Wraparound care details are not currently published on the school’s own wraparound pages (the pages are marked as awaiting content). Families who need breakfast club or after-school provision should ask directly about hours, booking, and availability by year group.
For travel, the school site references a West Garth Road entrance for arrival and pick-up, and it publishes drop-off and pick-up policy documents. Families planning to drive should check those arrangements carefully, as local parking rules can affect daily stress levels significantly.
Outcomes are still a work in progress. Both primary and GCSE rankings place the school below England average overall (bottom 40% by percentile), even though some primary measures, such as science and higher standard, are stronger. This suits families prioritising continuity and inclusion, but those seeking consistently high academic outcomes should probe improvement plans and implementation.
Attendance is a central challenge. Low attendance is explicitly identified as a barrier to learning, including for pupils with SEND and disadvantaged pupils. Families should ask what support looks like before absence becomes entrenched.
SEND targeting needs sharpening. The school serves a high proportion of pupils with additional needs, but the current priority is making learning targets and classroom strategies specific enough to help pupils move forward faster.

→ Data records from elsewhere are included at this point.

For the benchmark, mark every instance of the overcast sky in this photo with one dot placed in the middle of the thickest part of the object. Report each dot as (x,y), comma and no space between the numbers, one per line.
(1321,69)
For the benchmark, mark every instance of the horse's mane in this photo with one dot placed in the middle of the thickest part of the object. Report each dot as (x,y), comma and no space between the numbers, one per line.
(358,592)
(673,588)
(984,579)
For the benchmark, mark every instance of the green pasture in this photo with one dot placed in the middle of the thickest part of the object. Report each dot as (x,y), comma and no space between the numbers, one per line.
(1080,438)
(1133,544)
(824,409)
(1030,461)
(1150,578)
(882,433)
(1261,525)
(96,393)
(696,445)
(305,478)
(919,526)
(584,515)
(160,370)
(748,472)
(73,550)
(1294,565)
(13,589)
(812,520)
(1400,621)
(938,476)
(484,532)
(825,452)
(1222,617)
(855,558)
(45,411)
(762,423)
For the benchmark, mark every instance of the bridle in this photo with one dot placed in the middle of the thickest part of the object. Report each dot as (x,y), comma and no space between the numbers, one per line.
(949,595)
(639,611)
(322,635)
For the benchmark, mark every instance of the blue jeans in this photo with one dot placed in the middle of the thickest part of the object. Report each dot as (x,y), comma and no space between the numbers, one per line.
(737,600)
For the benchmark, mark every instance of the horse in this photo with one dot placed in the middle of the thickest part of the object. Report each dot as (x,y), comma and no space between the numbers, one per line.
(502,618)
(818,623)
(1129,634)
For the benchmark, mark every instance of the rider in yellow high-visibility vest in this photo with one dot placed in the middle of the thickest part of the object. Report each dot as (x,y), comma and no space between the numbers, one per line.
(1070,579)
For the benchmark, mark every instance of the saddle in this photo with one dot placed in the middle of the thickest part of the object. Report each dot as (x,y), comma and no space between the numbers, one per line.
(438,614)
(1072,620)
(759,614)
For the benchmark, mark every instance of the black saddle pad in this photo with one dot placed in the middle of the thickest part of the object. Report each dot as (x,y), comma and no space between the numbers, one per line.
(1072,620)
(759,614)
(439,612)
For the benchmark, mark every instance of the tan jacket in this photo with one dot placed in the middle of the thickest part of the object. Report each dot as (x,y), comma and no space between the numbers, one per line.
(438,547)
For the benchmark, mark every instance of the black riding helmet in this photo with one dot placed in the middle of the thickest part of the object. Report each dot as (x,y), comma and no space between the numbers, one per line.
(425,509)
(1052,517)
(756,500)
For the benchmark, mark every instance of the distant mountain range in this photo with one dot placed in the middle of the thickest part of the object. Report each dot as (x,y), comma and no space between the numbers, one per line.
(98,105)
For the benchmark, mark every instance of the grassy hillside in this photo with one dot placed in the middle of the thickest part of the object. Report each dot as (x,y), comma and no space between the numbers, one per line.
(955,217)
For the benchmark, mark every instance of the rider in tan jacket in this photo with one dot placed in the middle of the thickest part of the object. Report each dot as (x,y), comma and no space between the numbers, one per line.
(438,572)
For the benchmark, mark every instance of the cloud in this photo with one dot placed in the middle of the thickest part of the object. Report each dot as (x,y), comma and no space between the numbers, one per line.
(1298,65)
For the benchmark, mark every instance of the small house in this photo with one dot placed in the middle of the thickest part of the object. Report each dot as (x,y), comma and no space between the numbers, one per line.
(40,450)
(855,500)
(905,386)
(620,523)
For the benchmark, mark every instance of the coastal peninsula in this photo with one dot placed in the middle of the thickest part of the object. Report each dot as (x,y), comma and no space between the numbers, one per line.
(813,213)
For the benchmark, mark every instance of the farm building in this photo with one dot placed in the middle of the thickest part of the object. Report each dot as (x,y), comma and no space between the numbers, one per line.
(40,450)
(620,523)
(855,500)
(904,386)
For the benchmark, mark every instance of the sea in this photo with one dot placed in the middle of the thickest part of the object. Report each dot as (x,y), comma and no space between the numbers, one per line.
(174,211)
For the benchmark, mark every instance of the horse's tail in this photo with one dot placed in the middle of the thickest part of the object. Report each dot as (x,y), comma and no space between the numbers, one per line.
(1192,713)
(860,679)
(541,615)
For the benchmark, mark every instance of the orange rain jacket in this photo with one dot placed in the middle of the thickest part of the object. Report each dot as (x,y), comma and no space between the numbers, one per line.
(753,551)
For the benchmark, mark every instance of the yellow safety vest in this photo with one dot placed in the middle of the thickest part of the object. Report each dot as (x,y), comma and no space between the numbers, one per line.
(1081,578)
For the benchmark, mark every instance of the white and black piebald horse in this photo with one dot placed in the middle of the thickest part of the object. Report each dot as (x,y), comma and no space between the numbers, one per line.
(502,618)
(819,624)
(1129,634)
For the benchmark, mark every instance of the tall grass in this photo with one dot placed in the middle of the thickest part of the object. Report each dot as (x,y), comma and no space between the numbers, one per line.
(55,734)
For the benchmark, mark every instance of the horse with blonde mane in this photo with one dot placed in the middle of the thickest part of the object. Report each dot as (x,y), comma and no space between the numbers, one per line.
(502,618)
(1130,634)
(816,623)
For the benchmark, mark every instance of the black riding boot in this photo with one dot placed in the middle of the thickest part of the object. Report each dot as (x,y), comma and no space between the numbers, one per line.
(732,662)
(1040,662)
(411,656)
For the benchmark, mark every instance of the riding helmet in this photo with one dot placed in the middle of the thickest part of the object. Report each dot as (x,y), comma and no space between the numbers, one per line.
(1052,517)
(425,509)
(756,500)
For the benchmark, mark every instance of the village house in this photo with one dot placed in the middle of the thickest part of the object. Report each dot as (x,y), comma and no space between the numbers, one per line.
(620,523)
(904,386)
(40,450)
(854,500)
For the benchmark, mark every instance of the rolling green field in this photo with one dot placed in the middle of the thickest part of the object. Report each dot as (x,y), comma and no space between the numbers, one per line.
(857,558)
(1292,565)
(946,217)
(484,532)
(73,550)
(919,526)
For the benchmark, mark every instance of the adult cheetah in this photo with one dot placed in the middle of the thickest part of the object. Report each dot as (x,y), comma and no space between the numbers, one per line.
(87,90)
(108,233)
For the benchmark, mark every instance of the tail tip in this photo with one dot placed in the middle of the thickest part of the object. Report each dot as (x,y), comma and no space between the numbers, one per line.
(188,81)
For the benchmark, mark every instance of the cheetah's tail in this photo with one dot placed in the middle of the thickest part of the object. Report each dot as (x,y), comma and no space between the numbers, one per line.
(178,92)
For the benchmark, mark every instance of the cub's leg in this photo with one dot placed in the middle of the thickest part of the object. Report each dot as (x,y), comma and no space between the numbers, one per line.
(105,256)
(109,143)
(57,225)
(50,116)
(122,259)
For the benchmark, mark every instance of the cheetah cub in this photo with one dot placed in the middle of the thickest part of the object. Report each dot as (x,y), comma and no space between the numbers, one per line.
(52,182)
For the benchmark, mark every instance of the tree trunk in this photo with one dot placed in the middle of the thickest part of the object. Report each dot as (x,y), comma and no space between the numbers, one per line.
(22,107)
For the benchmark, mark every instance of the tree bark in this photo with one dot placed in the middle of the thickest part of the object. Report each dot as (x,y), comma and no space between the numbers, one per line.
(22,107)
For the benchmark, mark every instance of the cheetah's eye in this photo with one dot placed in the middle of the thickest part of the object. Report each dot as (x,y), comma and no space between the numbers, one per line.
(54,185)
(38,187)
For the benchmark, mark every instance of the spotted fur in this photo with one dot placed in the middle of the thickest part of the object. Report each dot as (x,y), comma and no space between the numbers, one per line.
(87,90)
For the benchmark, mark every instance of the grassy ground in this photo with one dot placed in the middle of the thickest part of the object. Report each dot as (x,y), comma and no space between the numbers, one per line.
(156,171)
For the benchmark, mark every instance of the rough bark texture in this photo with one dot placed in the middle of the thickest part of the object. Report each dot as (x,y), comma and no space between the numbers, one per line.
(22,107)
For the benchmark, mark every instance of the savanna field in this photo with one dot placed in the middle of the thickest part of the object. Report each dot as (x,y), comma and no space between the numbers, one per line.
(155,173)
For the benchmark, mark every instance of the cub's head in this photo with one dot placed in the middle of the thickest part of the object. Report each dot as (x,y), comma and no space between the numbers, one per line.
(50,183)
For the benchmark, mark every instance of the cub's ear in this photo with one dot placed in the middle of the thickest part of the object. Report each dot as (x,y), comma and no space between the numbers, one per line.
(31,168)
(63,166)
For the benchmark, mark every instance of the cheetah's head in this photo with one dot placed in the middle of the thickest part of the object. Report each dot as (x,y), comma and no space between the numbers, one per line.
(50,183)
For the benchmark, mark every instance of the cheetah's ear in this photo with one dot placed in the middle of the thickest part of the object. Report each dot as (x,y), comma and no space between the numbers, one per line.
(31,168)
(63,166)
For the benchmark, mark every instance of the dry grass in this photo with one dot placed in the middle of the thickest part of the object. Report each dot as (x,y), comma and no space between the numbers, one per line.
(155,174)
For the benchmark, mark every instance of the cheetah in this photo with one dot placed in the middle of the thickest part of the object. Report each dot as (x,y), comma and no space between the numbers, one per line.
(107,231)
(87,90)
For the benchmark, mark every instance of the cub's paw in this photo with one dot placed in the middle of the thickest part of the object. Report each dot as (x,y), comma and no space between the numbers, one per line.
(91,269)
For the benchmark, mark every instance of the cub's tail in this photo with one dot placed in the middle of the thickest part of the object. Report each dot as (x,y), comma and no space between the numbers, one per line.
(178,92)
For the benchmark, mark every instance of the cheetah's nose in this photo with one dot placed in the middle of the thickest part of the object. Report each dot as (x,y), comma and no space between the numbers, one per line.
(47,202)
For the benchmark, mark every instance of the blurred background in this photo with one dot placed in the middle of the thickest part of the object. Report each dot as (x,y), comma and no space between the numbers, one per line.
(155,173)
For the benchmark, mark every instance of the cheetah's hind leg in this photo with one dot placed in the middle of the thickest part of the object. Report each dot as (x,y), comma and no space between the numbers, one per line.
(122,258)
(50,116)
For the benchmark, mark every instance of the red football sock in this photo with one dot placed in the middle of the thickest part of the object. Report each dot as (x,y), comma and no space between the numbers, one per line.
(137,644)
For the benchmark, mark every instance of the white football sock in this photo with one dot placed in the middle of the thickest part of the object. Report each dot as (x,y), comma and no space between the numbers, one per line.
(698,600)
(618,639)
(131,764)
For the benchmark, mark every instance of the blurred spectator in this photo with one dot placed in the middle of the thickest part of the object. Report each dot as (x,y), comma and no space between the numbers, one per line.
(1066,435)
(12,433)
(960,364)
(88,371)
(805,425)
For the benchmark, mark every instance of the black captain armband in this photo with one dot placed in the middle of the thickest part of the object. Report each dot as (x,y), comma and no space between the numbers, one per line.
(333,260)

This is particularly relevant for families whose child needs precise, consistent adjustments across subjects.
Wraparound care information is not yet transparent online. If wraparound is essential for work patterns, treat this as a must-verify item early in the process.
Thomas Hall School offers a rare combination in the state sector, an all-through pathway on a distinctive historic site, with Forest School and structured enrichment built into the school’s identity. The school is in a phase of improvement, with attendance, SEND targeting and GCSE outcomes as the core issues that will shape the next few years. It best suits families who value continuity, inclusion, outdoor learning, and a community feel, and who are comfortable engaging actively with the school as it strengthens outcomes.
Thomas Hall School has clear strengths in culture, inclusion and personal development, and it offers a distinctive all-through experience. The most recent Ofsted inspection (March 2024) judged the school Requires Improvement overall, so families should balance the positives of community and enrichment against the reality that outcomes and attendance are areas under active development.
Applications are made through the coordinated local authority process. The school’s published admissions policy for 2026 to 2027 states applications run from 15 November 2025 to 15 January 2026, with a decision date of 16 April 2026 for the normal round.
For Devon applicants, the school’s published admissions policy states Year 7 applications run from 1 September 2025 to 31 October 2025, with decisions issued on 2 March 2026.
Forest School is presented as a whole-school entitlement, running from Reception through to Year 11. For older students, it typically links to resilience, leadership and outdoor challenge strands, including preparation for activities such as Ten Tors.
The school has wraparound care navigation pages, but the content is not currently published online. Families who need wraparound should ask directly about hours, cost, booking and availability for specific year groups.